FOR THE DAILY SOUTHERNER
The Phoenix Historical Society will focus its annual November educational program on the history of the Knights of Labor in Edgecombe County. The program will be held at 2 p.m. Saturday at the New Hope Missionary Baptist Church, 1263 New Hope Church Road (Dunbar community), Battleboro.
This will mark the 125th anniversary of the letter of 26-year-old farm worker Nathanuel Marriott to Terence V. Powderly, national leader of the Knights of Labor, written from the New Hope Church on the Dunbar Plantation on Nov. 7, 1887.
A framed copy of the original letter is displayed in the New Hope Church foyer, a gift from the Phoenix Historical Society to the church in 2004. The copy of the original letter is courtesy of the Powderly Papers at the American Catholic History Research Center and University Archives at the Catholic University of America, Washington.

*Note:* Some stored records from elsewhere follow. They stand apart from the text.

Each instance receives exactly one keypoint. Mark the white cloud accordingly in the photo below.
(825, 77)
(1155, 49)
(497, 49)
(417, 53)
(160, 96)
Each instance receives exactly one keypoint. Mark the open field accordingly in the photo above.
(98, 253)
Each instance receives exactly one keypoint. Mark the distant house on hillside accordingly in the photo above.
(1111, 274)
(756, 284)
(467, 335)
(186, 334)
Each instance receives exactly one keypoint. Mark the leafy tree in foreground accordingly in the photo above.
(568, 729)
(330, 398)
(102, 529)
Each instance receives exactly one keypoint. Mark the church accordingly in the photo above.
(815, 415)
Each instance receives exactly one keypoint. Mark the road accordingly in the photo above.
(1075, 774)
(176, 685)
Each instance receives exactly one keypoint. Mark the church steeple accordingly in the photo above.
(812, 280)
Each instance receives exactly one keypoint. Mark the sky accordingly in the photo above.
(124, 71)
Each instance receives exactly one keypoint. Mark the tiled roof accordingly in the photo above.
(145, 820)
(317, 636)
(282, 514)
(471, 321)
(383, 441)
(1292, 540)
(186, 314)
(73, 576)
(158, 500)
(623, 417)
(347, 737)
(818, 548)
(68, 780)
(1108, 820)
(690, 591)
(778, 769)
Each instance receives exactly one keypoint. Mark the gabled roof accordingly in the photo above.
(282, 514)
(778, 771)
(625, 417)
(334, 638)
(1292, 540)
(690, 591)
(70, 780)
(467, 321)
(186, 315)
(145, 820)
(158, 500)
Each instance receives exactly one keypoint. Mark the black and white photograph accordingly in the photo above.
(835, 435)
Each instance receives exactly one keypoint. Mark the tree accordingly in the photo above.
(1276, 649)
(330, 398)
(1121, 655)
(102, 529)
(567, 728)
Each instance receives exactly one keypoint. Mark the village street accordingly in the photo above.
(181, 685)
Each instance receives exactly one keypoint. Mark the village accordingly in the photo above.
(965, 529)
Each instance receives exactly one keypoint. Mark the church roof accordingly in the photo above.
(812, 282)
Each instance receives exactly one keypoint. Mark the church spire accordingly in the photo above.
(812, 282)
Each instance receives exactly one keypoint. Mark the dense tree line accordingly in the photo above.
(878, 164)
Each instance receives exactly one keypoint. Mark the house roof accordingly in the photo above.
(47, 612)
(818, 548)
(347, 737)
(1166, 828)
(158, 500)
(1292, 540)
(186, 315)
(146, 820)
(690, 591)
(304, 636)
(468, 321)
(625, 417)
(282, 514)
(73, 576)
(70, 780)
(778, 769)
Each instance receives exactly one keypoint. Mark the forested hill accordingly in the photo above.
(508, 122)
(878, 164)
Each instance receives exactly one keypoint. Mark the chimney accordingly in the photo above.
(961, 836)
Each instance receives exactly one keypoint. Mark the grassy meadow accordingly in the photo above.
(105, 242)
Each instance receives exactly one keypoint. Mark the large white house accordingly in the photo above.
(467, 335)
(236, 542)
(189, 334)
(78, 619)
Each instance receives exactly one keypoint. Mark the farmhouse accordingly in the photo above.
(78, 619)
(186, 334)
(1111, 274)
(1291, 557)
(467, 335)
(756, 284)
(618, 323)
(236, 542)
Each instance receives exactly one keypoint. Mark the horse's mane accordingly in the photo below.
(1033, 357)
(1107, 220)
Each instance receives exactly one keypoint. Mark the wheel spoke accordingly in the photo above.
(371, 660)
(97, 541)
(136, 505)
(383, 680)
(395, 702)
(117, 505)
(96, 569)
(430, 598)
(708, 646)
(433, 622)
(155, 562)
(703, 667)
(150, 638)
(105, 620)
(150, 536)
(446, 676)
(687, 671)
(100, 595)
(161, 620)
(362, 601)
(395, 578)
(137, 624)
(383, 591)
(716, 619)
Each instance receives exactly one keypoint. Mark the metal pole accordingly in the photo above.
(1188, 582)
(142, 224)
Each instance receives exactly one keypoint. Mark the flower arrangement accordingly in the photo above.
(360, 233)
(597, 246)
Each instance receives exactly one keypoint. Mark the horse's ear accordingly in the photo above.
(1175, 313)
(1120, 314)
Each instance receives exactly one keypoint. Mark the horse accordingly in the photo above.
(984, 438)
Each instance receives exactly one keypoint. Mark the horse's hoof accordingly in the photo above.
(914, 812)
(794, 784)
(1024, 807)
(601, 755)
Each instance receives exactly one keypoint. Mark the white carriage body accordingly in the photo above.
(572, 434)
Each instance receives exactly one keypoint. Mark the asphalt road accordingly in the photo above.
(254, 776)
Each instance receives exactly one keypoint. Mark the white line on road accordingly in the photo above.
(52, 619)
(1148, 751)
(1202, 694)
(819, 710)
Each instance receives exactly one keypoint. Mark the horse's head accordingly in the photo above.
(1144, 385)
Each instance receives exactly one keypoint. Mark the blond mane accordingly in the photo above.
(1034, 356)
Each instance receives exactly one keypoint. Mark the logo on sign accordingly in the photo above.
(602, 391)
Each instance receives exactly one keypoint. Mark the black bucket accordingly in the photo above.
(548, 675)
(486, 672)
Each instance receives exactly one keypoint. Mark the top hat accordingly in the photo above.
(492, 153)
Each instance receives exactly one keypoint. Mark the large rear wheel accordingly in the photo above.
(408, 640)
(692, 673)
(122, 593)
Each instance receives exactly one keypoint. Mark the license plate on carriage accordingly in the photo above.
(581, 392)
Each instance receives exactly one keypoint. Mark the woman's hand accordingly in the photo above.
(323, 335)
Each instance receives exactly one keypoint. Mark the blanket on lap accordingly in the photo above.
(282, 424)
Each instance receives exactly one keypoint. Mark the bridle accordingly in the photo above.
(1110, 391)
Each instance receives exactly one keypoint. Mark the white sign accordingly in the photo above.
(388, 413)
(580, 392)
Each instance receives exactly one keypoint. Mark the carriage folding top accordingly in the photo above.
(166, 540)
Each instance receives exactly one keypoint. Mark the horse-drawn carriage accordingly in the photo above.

The letter is a excellent representation of the movement of African American farm workers to organize local assemblies in Edgecombe and surrounding counties beginning in 1886 and 1887.
By March 1888, the Edgecombe Knights of Labor under leadership of Frank U. Whitted is credited with securing the Republican nomination to Congress of Henry P Cheatham, who was elected the third African American Congressman from the "Black Second" Congressional District.
Black farm laborer and Knights of Labor leader Frank M. Hines was elected Edgecombe Register of Deeds in 1886 and 1888.
In August, 1888, the Tarboro Southerner reported that, " the republican party in this county is completely captured by the Knights of Labor."
In July 1889, brothers of Fidelity Assembly Local 7949 and sisters of Rosebud Assembly Local 195 held a rally at the St. Stephen Missionary Baptist Church in Tarboro that was reported in the national Journal of United Labor (July 9, 1889).
In September 1889, members of the Knights of Labor went on strike on cotton plantations in the Old Sparta area demanding 50 cents a day plus board and 40 cents per hundred pounds of cotton picked.
In October 1889, eleven locals were represented at the Edgecombe County convention of the Knights of Labor.
The movement of local assemblies of the Knights of Labor among black farm workers was part of the "agrarian revolt" in North Carolina and also across the U.S. in these years beginning in 1886 and 1887 that also included white farmers joining the Southern Farmers Alliance and black farmers organizing the Colored Farmers Alliance. On a national level as well as state level, this movement led to the formation of the Peoples or Populist Party in 1892 and in North Carolina to the interracial Republican-Populist coalition called "fusion" that won a majority in N.C. General Assembly 1894-1898.